Who am I?

Hi. My name is Mikael Manukyan (you can call me Michael or just Mike). I am a student from Armenia. Right now, I am in the last year of Russian Armenian University doing my master’s degree in Computer Science. Also, I have almost 3 years of experience in Web Development using Node.js and I am CTO of some local software development company.

My fields of interest are Coding, Machine Learning, Neural Networks, Computer Vision and Natural Language Processing. I am a part of small team of highly motivated students who are passionate about Neural Networks. We are trying to find our place in the enormously fast growing field of Neural Networks. Our team is called YerevaNN. And our latest work is an implementation of Dynamic Memory Networks.

I am happy to take part of this wonderful program which Google organize each year. A company for which I will work during the summer is scrapinghub and the project is Splash.

Why Splash?

So, let’s explain to you why I chose this particular project. First for all, what is Splash?

According to its documentation, Splash is a lightweight, scriptable headless browser with an HTTP API. It is used to:

  • properly render web pages that use JavaScript
  • interact with them
  • get detailed information about requests/responses initiated by a web page
  • apply Adblock Plus filters
  • take screenshots of the crawled websites as they are seen in a browser

But it isn’t the reason why I chose it, the main reason is that Splash consists from:

  • Qt - for web page rendering
  • Lua - for interaction with web pages
  • Python - to glue everything together

The variety of different programming languages and their interrelation is the main aspect why I thought: “This is a project on which I will love to work!”.

Splash has a feature to interact with web pages using Lua scripts. Therefore, scripting is an experimental feature for now and it has a lack of necessary functions. And making Splash scripts more practical and useful is my main work for the summer.

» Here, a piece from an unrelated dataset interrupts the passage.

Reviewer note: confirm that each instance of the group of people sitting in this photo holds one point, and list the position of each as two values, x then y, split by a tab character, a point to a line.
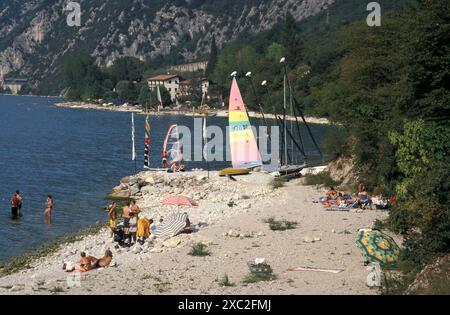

What I will do for Splash?

There are three main features/modules that I am going to add to Splash:

  1. In Lua scripts ability to control the flow of commands execution (particularly, splash#go) using new API splash#wait_for_event
  2. In Lua scripts ability to interact with DOM elements using new API splash#select
  3. User plugins support

splash#wait_for_event

The current implementation of the splash#go method returns the control to the main program only when the page, which is currently loading, returns loadFinished signal. Signals are a part of Qt which are used for communication between various modules. For this particular case, signals are used to notify that page, e.g., has finished loading or some error has occurred during its load. The current behavior doesn’t allow to do something when the page hasn’t been fully loaded (e.g. there are some resources on the page that took very long time to load). I am going to add a new method which will allow to catch various type of signals and along with that a new parameter for splash#go event which will return the control back to the Lua translator right after its execution, without waiting for the page load.

This method will allow to control the flow not only for splash#go but for the all other methods which depends on signals.

splash#select

Currently, in the Splash scripting there is no convenient way to click on the element, fill the input, scroll to the element, etc. This method will find the specified DOM element and return the instance of Element class. This class will manipulate with DOM elements in Lua.

Adding new utility functions is the main part of my summer work. I decided that adding utility functions on the splash object (like splash#click) is not as good as adding utility functions to some class (like element = splash:select() and then element:click()).

User plugins

During my project exploration, I noticed on TODO comment.

TODO: users should be able to expose their own plugins

And I thought: “why not to add user plugins support?”.

It is going to work the following way. If the user wants to add her own plugins, she specifies --plugins /path/to/plugins argument when starts Splash server. Plugins folder should contain two subfolders: lua and python. For Lua and Python files respectively. Lua folder is used to load custom Lua modules. Python folder contains a list of python classes. This classes should be inherited from SplashScriptingPluginObject class which will allow to user to load Lua modules.

What I did during Community Bonding Period?

As I mentioned in the begging of the post I am graduating this year, so during Community Bonding Period I was working on my final exams preparation and my final project. Hence, I got very little time for GSOC. However, I did quite a big work exploring the inner structure for Splash before my GSOC acceptance. During my first PR I understood how the different parts of Splash are communicating with each other, how the tests are implemented and how the docs are written. Alongside, I tried to fix some active issues. Unfortunately, I didn’t manage to do it, however, when I tried to find the cause of bugs I dig very deep into Splash implementation.

Also, I really thankful to my mentor who understood my current situation and allowed me to focus on my education.

What now?

I think, this summer will be the productive one and I don’t miss any my deadlines. Wish to all GSOC students the same.


Have fun and code :wink: